Biang Kerok PHK Massal
Sebagai informasi, KSPN mencatat perkembangan PHK yang melanda industri padat karya di dalam negeri, termasuk TPT sejak tahun 2020. Data yang memuat kondisi pabrik tempat anggota KSPN bekerja itu menunjukkan, sejak tahun 2020, sebanyak 56.976 pekerja jadi korban PHK di 36 perusahaan di pulau Jawa.
Dan, sejak awal tahun 2023 ini, setidaknya 7.200 orang pekerja jadi korban PHK di 8 perusahaan TPT. Beberapa diantaranya bahkan dilaporkan telah menutup operasional perusahaan.
Menurut Ristadi, PHK dipicu serbuan produk impor yang menggerus pasar di dalam negeri. Sementara, pabrik berorientasi ekspor terkena efek anjloknya permintaan di tengah tekanan ekonomi global.

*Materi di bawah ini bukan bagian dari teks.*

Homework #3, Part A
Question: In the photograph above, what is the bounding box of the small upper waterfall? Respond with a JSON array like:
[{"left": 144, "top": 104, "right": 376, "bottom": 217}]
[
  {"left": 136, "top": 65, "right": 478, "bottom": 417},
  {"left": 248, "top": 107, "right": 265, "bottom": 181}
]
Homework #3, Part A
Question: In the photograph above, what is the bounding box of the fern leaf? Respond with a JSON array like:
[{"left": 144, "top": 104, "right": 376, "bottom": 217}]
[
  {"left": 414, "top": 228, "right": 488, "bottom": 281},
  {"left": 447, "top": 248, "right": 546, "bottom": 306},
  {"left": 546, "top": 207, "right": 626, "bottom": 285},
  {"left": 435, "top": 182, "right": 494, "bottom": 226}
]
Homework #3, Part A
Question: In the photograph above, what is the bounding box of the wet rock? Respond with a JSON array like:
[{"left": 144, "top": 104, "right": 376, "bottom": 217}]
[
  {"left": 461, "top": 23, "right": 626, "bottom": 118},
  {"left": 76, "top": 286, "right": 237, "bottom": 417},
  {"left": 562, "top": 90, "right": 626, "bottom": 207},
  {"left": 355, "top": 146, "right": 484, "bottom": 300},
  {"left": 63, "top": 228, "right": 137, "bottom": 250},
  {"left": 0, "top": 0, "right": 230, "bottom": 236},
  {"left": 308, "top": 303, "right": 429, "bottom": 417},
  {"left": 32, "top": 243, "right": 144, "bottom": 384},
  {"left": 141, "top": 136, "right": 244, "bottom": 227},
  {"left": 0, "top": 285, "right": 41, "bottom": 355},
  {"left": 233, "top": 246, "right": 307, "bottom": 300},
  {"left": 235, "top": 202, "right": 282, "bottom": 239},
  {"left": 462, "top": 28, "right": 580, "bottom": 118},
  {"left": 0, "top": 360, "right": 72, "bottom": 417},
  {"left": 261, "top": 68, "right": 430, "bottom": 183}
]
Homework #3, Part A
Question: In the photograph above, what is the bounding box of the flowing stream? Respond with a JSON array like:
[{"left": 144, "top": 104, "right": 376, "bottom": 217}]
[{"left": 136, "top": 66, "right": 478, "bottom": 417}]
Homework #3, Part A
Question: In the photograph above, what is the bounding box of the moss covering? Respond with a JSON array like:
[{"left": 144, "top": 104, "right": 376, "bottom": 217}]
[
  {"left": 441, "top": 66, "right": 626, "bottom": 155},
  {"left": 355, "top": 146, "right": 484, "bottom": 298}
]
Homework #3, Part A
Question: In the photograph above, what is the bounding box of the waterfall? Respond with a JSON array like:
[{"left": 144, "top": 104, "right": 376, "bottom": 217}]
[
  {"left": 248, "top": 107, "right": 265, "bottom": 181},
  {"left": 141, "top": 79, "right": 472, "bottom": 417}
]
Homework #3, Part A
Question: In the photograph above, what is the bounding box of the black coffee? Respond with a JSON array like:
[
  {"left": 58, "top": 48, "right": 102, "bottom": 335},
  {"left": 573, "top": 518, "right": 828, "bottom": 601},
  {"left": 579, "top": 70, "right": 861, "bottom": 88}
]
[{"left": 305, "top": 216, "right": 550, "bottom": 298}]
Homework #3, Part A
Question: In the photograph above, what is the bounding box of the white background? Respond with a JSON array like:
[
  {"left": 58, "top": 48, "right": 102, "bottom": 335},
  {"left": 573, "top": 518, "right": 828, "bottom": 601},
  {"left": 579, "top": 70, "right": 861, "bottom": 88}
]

Serbuan impor juga menjadi kekhawatiran bagi pelaku industri plastik. Fajar pun mendesak pemerintah lebih serius melindungi pasar dalam negeri dari serbuan barang impor. Pasalnya, barang impor, baik legal maupun ilegal telah dikeluhkan memicu anjloknya utilisasi pabrik, hingga berujung PHK massal.
“Permintaan plastik di segmen ini sebenarnya stabil. Tapi, utilisasi pabrik di subsektor ini malah anjlok. Pabrik sudah memangkas produksinya 50%. Sejak tahun 202 trennya jelek, lalu tahun ini utilisasi terpangkas sampai 50%,” katanya.
“Kalau turun lagi, bukan nggak mungkin bakal PHK. Sekarang mereka masih mengurangi shift, tadinya 3 shift jadi 2 shift. Jadi mengurangi jam kerja,” tukasnya.
Dia berharap revisi Peraturan Menteri Perdagangan (Permendag) No 25/2022 tentang Kebijakan dan Pengaturan Impor bisa selesai tahun ini dan diteken.
“Sehingga impor bisa dikendalikan dan nggak membanjiri pasar dalam negeri lagi. Perlindungan dengan neraca komoditas harus dilakukan,” cetusnya.
“Kami mengajukan perlindungan untuk produk plastik hilir berupa kemasan, mainan anak, houseware, dan terpal,” pungkas Fajar.